Cooling/Lubrication Methods in Surface Engineering and Machining Applications of Different Materials

A special issue of Lubricants (ISSN 2075-4442).

Deadline for manuscript submissions: closed (31 May 2023) | Viewed by 13484

Special Issue Editors


E-Mail Website
Guest Editor
Department of Automated Mechanical Engineering, South Ural State University, 454080 Chelyabinsk, Russia
Interests: metal cutting and cutting tools; increasing the efficiency of face milling operations by considering tool wear aspects; effect of tool wear and cutting parameters on tool life, cutting forces, the roughness of machined surfaces, and physical and mechanical processes in cutting materials; application of dynamometers, accelerometers, and power sensors for machining processes; artificial intelligence; mathematical modeling in machining processes; optimization of computer numerical control (CNC) and conventional machining processes
Special Issues, Collections and Topics in MDPI journals

Special Issue Information

Dear Colleagues,

We are pleased to announce the release of a new Special Issue, “Cooling/Lubrication Methods in Surface Engineering and Machining Applications of Different Materials” in the journal Lubricants. Original research papers, short communications, and state-of-the-art reviews which are within the scope of this Special Issue are invited.

This Special Issue presents micro-machining and macro-machining methods with various cooling methods and lubrication of the most demanded materials, such as metals, alloys, composites, polymers, etc. The present issue also covers different cutting processes such as turning, milling, drilling, boring, shaping, gear hobbing, gear-tooth shaping, etc. and machining with abrasive tools (such as grinding, honing, polishing, super-finishing, abrasive belt machining, abrasive machining of flexible tool, shaving, etc.). In addition, surface engineering applications such as coatings with different methods, wear phenomena, slurry erosion wear, and the tribological mechanism of different materials are covered in this Special Issue.

Priority is also given to research into machining techniques using various cooling and lubricating methods, such as dry, conventional cooling systems, minimum quantity of lubricants (MQL), cryogenic lubrication (CL), and high-pressure cooling (HPC). The application of various machining methods and the study of such parameters as surface integrity (machined surface quality and surface topography, surface layer stresses, grain size and microstructures, microhardness, etc.), tool wear, cutting forces, chip shape, elastic deformations, rigidity of technological systems (machine–device–tool–workpiece), etc. are of interest to this Special Issue. Also of interest to the Special Issue will be the study of sustainable production using various methods of cooling and lubrication for machining, in particular considering aspects such as energy consumption, carbon emissions, cost modeling, etc.

We would like to invite all researchers interested in the broadly understood research of machining processes and surface texturing with various cooling methods and lubrication to present their results in papers related to both experimental and theoretical research.
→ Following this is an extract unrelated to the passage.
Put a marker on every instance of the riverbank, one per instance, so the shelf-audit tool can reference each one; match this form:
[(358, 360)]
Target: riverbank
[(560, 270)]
This will create a collaborative study between researchers of various cooling and lubrication methods for machining and sustainability, useful for further work in understanding and developing this area of science.

Dr. Danil Yurievich Pimenov
Dr. Munish Kumar Gupta
Guest Editors

Manuscript Submission Information

Manuscripts should be submitted online at www.mdpi.com by registering and logging in to this website. Once you are registered, click here to go to the submission form. Manuscripts can be submitted until the deadline. All submissions that pass pre-check are peer-reviewed. Accepted papers will be published continuously in the journal (as soon as accepted) and will be listed together on the special issue website. Research articles, review articles as well as short communications are invited. For planned papers, a title and short abstract (about 100 words) can be sent to the Editorial Office for announcement on this website.

Submitted manuscripts should not have been published previously, nor be under consideration for publication elsewhere (except conference proceedings papers). All manuscripts are thoroughly refereed through a single-blind peer-review process. A guide for authors and other relevant information for submission of manuscripts is available on the Instructions for Authors page. Lubricants is an international peer-reviewed open access monthly journal published by MDPI.

Please visit the Instructions for Authors page before submitting a manuscript. The Article Processing Charge (APC) for publication in this open access journal is 2600 CHF (Swiss Francs). Submitted papers should be well formatted and use good English. Authors may use MDPI's English editing service prior to publication or during author revisions.

Keywords

  • macro and micro machining processes
  • turning, milling, drilling, boring, shaping, gear hobbing, gear-tooth shaping
  • grinding, honing, polishing, superfinishing, abrasive belt machining, abrasive machining of flexible tool, shaving
  • cooling’s and lubricant’s techniques: dry, conventional cooling system, minimum quantity of lubricant (MQL), cryogenic lubrication (CL), and high-pressure cooling (HPC)
  • tool life, cutting forces, cutting power, surface integrity and topography
  • sustainability manufacturing (energy consumption, carbon emissions, cost modelling, etc.)
  • surface science, slurry erosion behavior, arc spray coatings, surface wear, coefficient of friction, surface cracks, ceramics, three body wear mechanism, etc.
  • dry sliding wear, lubricating conditions, self lubrications, pin on disc, etc.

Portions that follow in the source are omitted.